Friday, May 11, 2012

102-year-long project finished

Whew, I don't know what happened to Blogger since I last posted, but this will take a little getting used to.

I have been happily slaving away in the garden for the last month, whacking weeds, digging little irrigation ditches, planting seeds and plants. It looks pretty bare right now except for the onions, garlic, and other over-wintering plants. More on that later.

Great Grandma's Block
A quilt that took 102 years to complete
If you've been following this blog, you have seen this quilt in progress. It is now finally finished, including burying the odd threads that your sharp eye may spy in this photo.

Great Grandma Dobson made the 16" center block of this quilt in 1910. It has been packed away in a drawer ever since. When my mother gave it to me, I immediately wanted to have it be the centerpiece of one of my quilts. The problem was that when I went fabric shopping, nothing I could find coordinated, so I ended up learning how to dye from Dharma and dyeing my own fabrics. That was so much fun that I would happily spend most of my time dyeing if I could find a funding source.

I have never done any hand quilting. My motto is: If it can't be done by machine, it doesn't get done. However, I really wanted to hand quilt this one, since you have more control over where the quilting stitches go. I thought. Ha. I bought the little quilting needles, the leather thimble, borrowed a large hoop on a stand, and sat down to what I hoped would be a rewarding experience. Half an hour and four completed stitches later, I returned to my former motto: If it can't be done by machine, it doesn't get done.

I'd send the quilt out, I thought. A good professional quilter would make this look great.
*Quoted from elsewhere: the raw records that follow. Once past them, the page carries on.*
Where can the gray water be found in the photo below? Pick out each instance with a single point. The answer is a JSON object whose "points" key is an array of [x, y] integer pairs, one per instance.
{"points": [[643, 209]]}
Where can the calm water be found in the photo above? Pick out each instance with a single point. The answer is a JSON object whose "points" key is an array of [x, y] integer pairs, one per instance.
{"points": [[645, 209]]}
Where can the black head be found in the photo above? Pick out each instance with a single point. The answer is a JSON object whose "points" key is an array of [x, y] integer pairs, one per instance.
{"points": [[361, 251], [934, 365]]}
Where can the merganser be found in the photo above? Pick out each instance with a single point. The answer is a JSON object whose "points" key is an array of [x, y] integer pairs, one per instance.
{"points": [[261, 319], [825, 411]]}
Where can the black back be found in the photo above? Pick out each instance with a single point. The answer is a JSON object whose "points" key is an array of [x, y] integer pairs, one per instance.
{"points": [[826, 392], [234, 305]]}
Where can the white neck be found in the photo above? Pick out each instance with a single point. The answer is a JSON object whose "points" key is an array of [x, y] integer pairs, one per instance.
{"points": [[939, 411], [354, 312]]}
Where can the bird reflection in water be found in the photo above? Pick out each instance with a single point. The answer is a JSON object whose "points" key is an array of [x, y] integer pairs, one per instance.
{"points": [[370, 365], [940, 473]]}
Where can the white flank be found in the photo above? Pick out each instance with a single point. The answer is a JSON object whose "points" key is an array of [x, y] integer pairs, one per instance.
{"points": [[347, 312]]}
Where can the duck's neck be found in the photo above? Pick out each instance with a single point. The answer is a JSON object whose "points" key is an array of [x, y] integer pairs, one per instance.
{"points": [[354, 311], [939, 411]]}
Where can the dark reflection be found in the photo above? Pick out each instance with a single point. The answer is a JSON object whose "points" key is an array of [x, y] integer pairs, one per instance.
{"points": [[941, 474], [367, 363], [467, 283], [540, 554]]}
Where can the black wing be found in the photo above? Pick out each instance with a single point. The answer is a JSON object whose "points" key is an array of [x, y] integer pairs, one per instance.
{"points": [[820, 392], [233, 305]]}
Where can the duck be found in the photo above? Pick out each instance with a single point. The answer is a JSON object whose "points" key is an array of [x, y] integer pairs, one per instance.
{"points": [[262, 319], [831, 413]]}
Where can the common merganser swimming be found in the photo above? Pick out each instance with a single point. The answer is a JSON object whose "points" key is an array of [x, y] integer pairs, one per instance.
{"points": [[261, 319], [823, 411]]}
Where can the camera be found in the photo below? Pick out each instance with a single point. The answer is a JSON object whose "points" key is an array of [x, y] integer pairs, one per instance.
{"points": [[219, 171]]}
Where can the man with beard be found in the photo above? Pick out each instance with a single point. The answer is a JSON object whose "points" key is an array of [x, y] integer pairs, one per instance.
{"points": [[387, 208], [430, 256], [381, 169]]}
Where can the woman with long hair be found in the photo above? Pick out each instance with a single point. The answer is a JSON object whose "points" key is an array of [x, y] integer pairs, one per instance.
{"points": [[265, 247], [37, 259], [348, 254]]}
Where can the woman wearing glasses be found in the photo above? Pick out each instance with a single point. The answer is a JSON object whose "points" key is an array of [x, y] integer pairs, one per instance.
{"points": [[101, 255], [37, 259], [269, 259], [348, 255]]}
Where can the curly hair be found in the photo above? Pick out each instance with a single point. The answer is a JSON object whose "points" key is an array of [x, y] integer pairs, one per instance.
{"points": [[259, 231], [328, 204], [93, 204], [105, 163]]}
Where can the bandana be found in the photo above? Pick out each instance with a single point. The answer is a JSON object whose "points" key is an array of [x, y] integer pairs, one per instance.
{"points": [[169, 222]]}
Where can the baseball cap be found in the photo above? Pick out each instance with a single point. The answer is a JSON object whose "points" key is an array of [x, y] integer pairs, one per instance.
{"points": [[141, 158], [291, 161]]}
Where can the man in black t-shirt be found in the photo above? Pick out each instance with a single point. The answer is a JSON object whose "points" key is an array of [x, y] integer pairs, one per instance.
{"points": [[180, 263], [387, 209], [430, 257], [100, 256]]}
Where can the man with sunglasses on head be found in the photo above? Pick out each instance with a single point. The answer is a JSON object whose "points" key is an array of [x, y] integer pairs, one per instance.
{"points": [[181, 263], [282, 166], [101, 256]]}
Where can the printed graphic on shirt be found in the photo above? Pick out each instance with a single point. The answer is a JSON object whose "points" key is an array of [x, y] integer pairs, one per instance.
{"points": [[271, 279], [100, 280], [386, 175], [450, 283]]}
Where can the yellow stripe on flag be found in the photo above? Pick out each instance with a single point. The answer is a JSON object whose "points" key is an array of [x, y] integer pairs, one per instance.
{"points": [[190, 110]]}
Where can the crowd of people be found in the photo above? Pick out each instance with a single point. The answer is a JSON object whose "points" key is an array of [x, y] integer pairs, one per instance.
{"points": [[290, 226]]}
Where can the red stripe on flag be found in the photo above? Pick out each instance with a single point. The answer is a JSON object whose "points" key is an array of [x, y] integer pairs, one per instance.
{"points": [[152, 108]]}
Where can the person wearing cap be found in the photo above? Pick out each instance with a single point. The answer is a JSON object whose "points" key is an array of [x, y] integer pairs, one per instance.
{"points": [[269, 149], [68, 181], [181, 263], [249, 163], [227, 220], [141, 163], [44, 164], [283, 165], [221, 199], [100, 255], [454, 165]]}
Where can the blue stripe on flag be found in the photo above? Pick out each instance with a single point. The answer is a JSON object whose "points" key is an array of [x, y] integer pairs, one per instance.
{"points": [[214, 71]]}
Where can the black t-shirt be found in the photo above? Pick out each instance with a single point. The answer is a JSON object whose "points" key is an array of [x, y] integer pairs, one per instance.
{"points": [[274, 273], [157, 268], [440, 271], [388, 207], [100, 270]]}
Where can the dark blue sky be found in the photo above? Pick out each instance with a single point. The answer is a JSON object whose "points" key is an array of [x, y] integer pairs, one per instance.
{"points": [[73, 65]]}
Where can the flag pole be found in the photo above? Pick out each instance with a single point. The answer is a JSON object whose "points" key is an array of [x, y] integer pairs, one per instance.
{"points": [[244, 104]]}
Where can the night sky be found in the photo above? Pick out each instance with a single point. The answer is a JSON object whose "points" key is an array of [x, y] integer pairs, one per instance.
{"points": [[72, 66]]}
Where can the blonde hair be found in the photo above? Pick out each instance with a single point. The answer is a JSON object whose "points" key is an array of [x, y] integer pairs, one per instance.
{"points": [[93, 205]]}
Then I looked at my currently unfilled need for a renter (i.e. diminishing funds) and decided I would just finish it myself.

A real quilter, so I hear, is just as enthusiastic about the quilting (stitching) as they are the piecing, but I guess I am just not a real quilter. I specialize in long wavy lines. I have done some free-motion quilting around motifs, some flowers and curlicues and words in cursive, but all on much smaller projects. I just couldn't imagine what "fun" it would be to try quilting this on my home machine, muscling it around while trying to be kind to my rotator cuff. Yeah, something happened to it, who knows what, but now visits to physical therapy are part of my weekly schedule.

I did the long wavy lines, buried the ends, and am happy with the finished project. I wish Great Grandma, who died before I was born, were around to see it.